27 church leaders, including a number of Anglican bishops, have slammed coalition benefit cuts and “punitive” sanctions in an unprecedented attack on the government’s welfare policies.
In a letter to the Daily Mirror, the church leaders warn that “one in five mothers report regularly skipping meals to better feed their children” and others are having to face the unenviable decision between eating and heating as “food prices have gone up 30% in just five years”.
The church leaders argue that half a million people are having to turn to food banks to feed themselves as their families, and that it was time for society to “face up to the fact that over half of people using food banks have been put in that situation by cut backs and failures in the benefit system”.

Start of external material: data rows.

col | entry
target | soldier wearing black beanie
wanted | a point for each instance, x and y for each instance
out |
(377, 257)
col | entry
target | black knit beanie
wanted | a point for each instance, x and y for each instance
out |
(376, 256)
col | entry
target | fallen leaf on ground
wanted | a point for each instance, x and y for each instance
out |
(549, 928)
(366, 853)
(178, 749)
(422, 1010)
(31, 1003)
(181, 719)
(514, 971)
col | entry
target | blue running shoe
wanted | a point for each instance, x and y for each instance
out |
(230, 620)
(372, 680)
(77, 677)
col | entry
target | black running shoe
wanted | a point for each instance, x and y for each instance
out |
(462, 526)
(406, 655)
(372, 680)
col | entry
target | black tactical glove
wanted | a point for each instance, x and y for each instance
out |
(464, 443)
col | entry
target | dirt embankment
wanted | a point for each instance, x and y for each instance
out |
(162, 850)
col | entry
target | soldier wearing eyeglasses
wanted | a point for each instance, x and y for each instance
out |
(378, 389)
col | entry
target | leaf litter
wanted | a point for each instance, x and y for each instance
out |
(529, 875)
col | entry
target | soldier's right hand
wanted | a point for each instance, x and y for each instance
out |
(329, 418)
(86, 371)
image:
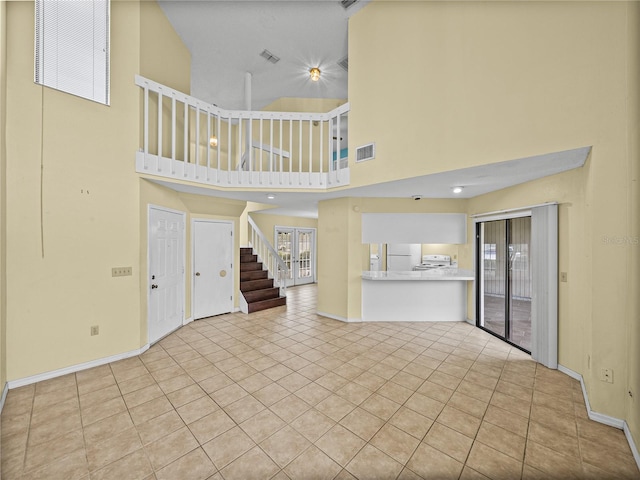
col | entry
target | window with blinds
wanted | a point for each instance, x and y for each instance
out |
(72, 47)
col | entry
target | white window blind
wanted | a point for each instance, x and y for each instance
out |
(72, 47)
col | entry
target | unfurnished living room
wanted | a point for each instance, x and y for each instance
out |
(318, 239)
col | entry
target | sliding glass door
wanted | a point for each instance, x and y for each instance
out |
(504, 279)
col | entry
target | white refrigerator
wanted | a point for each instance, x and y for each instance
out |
(402, 257)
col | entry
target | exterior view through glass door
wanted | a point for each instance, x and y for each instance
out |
(296, 246)
(504, 279)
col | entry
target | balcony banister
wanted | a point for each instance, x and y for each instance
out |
(200, 142)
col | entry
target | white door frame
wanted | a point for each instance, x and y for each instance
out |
(295, 245)
(193, 260)
(184, 253)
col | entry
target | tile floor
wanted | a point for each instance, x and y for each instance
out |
(288, 394)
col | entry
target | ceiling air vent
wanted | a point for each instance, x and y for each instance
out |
(347, 3)
(344, 63)
(365, 152)
(269, 56)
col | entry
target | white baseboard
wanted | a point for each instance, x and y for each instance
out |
(337, 317)
(5, 390)
(21, 382)
(632, 444)
(601, 418)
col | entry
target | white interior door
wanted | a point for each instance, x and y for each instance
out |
(165, 272)
(296, 246)
(212, 268)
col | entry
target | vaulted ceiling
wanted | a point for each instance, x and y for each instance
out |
(226, 38)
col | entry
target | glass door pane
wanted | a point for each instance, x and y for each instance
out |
(520, 282)
(504, 279)
(304, 265)
(493, 273)
(284, 246)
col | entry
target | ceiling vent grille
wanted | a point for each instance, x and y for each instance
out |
(366, 152)
(347, 3)
(269, 56)
(344, 63)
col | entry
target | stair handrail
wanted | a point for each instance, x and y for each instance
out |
(275, 264)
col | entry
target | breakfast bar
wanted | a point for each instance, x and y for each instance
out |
(438, 295)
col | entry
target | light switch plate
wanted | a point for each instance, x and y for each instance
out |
(121, 271)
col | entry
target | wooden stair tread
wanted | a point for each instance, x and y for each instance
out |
(255, 286)
(265, 304)
(250, 285)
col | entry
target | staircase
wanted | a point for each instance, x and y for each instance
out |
(257, 288)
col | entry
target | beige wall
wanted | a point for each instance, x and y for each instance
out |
(3, 189)
(633, 270)
(65, 234)
(65, 238)
(484, 89)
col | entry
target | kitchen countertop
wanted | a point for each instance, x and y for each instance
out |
(421, 275)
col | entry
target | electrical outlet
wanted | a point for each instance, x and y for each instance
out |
(121, 271)
(606, 375)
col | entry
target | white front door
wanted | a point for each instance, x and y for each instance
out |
(165, 272)
(296, 246)
(212, 268)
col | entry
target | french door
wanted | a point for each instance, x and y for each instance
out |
(504, 279)
(296, 246)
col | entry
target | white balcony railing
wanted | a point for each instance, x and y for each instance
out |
(187, 139)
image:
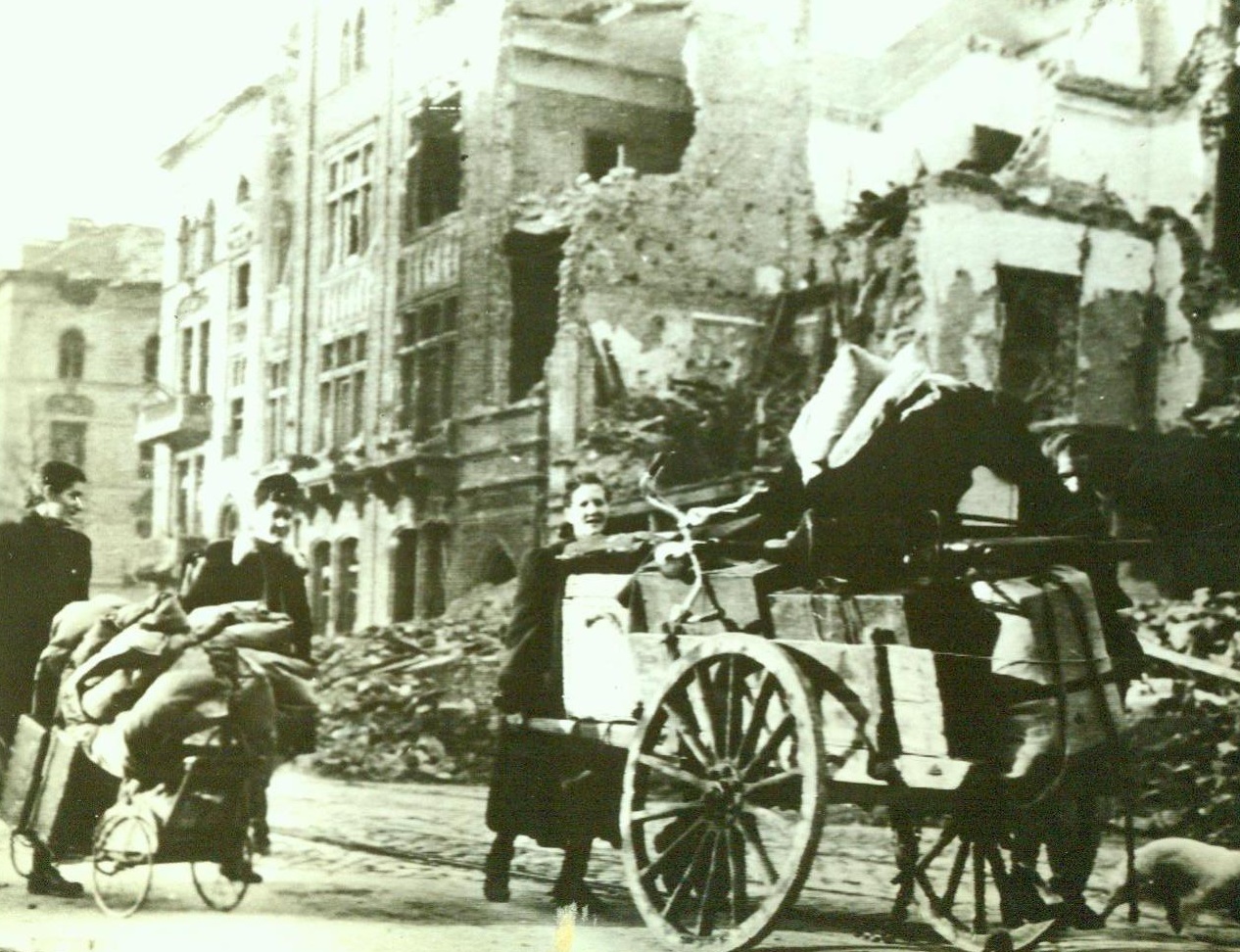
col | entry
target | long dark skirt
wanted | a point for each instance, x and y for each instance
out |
(557, 789)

According to the signatories of the letter “5,500 people were admitted to hospital in the UK for malnutrition last year”.
They say that there is a “moral imperative” for society and the coalition government to act on food poverty and take immediate action to “make sure that work pays, and to ensure that the welfare system provides a robust last line of defence against hunger”.
The letter sent to the Daily Mirror reads as follows:
“Britain is the world’s seventh largest economy and yet people are going hungry.
“Half a million people have visited food banks in the UK since last Easter and 5,500 people were admitted to hospital in the UK for malnutrition last year.
“One in five mothers report regularly skipping meals to better feed their children, and even more families are just one unexpected bill away from waking up with empty cupboards.
“We often hear talk of hard choices. Surely few can be harder than that faced by the tens of thousands of older people who must “heat or eat” each winter, harder than those faced by families whose wages have stayed flat while food prices have gone up 30% in just five years.
“Yet beyond even this we must, as a society, face up to the fact that over half of people using food banks have been put in that situation by cut backs to and failures in the benefit system, whether it be payment delays or punitive sanctions.
“On March 5th Lent will begin. The Christian tradition has long been at this time to fast, and by doing so draw closer to our neighbour and closer to God.
“On March 5th we will begin a time of fasting while half a million regularly go hungry in Britain. We urge those of all faith and none, people of good conscience, to join with us.
“There is an acute moral imperative to act. Hundreds of thousands of people are doing so already, as they set up and support food banks across the UK. But this is a national crisis, and one we must rise to.
“We call on government to do its part: acting to investigate food markets that are failing, to make sure that work pays, and to ensure that the welfare system provides a robust last line of defence against hunger.”